There are several ways to read the data of a file, and we will see two of them:
* Iteratively with a `for`-loop
* As a whole with the `read()` method

## Read with a `for`-loop

_File_ objects are their own iterators, and their "elements" are their lines. Iterating a _File_ object with a _for_ loop will ieterate the lines of the file. Note that the lines include the "\n" at the end of each line (therefore the double-space print).

In [7]:
fname = "example.txt"
line_counter = 1

with open(fname) as f:
    for line in f:
        print(line_counter, ":", line)
        line_counter += 1
    print("Done reading the file!")

1 : This is the first line.

2 : This is the second line.

3 : This is the third and last line.
Done reading the file!


In [4]:
fname = "example.txt"

with open(fname) as f:
  lines = list(f)

In [5]:
lines

['This is the first line.\n',
 'This is the second line.\n',
 'This is the third and last line.']

> **Note:** Why are there double spaces in the output in the example above?

## Read with _read()_

This method is the most simple one, as it simply reads the entire content of the file into a single string.

In [18]:
fname = "example.txt"

with open(fname) as f:
    text = f.read()

In [19]:
text

'This is the first line.\nThis is the second line.\nThis is the third and last line.'

In [None]:
text.split("\n")

> **Your turn:** Read the file "players.txt". Can you tell how many lines does it have?

### Solution

In [10]:
open?

In [11]:
with open("players.txt") as players_file:
    line_count = 0
    for line in players_file:
        line_count +=1

line_count

7

In [14]:
with open("players.txt") as players_file:
  text = players_file.read()
  line_count = text.count("\n")

line_count

6

# Writing

### Writing methods

Similarly to `read()`, there is `write()` for writing. `write()` expects a single string and writes it directly to the file. `write()` automatically creates a new file if required, and overwrites the content of the file if it already exists.

In [20]:
fname = "example.txt"

str1 = "I. This is the first line."
str2 = "II. This is the second line."
str3 = "III. This is the third and last line."

In [24]:
with open(fname, 'w') as f:
    f.write(str1 + '\n')
    f.write(str2 + '\n')
    f.write(str3)

In [25]:
lines = [
    f"{str1}\n",
    f"{str2}\n",
    f"{str3}\n"
]

print(lines)

with open(fname, 'w') as f:
  f.writelines(lines)
  # Same as:
  # for line in lines:
  #   f.write(line)

['I. This is the first line.\n', 'II. This is the second line.\n', 'III. This is the third and last line.\n']


### Writing modes

In standard writing mode, indicated by 'w', a new file will be created and an existing file will be overwritten.
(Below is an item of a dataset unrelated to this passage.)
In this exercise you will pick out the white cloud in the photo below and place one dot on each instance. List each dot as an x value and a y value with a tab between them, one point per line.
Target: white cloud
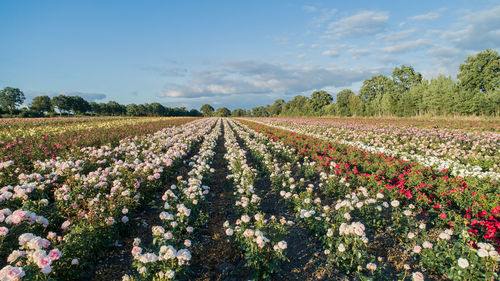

Compare the example above with the following:

In [29]:
with open(fname, 'w') as f:
    f.write(str1 + '\n')

with open(fname, 'w') as f:
    f.write(str2 + '\n')

with open(fname, 'w') as f:
    f.write(str3)

Testing...

In [27]:
with open(fname, 'r') as f:
    print(f.read())

III. This is the third and last line.


If we want to append the data to what is already in the file, then we should use the append mode, indicated by 'a'.

In [31]:
with open(fname, 'w') as f:
    f.write(str1 + '\n')

with open(fname, 'a') as f:
    f.write(str2 + '\n')

with open(fname, 'a') as f:
    f.write(str3)

Testing...

In [None]:
with open(fname, 'r') as f:
    print(f.read())

In [32]:
import os

In [33]:
os.listdir()

['.config', 'word length.txt', 'example.txt', 'players.txt', 'sample_data']

## Additional notes

* Many other file-related functionalities (copy, remove, delete, existence, etc.) are available in other modules.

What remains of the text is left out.